Asiasi had to sit out the 2017 season due to the NCAA’s transfer rules, and registered only six catches in 2018, but did hit his stride in his second year in the system: during his 2019 redshirt junior season, he caught 44 passes for 641 yards and four touchdowns — setting new career marks in all three categories. Most importantly, however, he gathered some important experience playing in an NFL-like program under head coach Chip Kelly.

“It definitely helped me out a lot,” Asiasi said about playing under the former Philadelphia Eagles and San Francisco 49ers head coach, who also has close ties to the Patriots’ Bill Belichick. “Obviously with Coach Kelly’s history of being in the NFL and having those NFL-type offenses and things like that, it definitely prepared me, I feel like. I feel pretty confident in the preparation that was put into me by Coach Kelly.”

One part of this preparatory process in his two seasons under Kelly was taking care of the football, as Asiasi pointed out during his presser: “Definitely think that’s a product of our team, product of the coaches and having an emphasis on ball security. We have our ball security drills that we do every day. So, it’s definitely an emphasis throughout the week to secure the ball, take care of the ball and protect the ball if possible.”

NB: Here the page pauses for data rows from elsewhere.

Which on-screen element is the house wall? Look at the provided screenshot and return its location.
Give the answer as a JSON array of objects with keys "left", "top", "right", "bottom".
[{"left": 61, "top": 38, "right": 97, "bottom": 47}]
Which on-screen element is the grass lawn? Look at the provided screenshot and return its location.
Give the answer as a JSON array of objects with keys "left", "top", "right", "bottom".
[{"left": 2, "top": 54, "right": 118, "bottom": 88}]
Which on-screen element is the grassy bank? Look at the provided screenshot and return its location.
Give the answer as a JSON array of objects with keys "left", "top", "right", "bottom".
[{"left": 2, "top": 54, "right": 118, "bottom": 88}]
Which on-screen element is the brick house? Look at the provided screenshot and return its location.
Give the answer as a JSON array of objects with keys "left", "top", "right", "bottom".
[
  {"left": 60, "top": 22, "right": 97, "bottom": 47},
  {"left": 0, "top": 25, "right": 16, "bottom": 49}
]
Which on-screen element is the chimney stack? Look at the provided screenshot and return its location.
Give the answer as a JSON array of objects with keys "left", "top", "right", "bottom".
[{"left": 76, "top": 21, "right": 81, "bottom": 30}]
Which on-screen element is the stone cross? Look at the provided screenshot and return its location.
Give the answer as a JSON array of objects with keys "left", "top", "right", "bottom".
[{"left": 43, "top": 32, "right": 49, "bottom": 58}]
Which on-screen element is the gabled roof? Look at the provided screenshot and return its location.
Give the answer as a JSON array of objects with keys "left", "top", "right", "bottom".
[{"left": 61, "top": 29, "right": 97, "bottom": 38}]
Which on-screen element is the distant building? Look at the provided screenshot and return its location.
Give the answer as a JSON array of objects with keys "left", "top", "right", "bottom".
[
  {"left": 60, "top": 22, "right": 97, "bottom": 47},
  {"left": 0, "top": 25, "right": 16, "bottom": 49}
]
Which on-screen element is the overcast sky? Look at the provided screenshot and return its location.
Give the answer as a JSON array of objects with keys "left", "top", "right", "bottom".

Playing fundamentally sound football has been a hallmark of the Patriots as well — and something the 22-year-old needs to continue building upon as he turns his attention from the college level to the pros. His work with Chip Kelly and experience inside the Bruins’ offense will ideally give him some advantage, but Asiasi seems well aware that he needs to put the necessary work in order to reach a similar level like the tight ends he has been trying to emulate.

“At the end of the day, it’s your game,” he said. “You’ve got to make it unique in your own way.”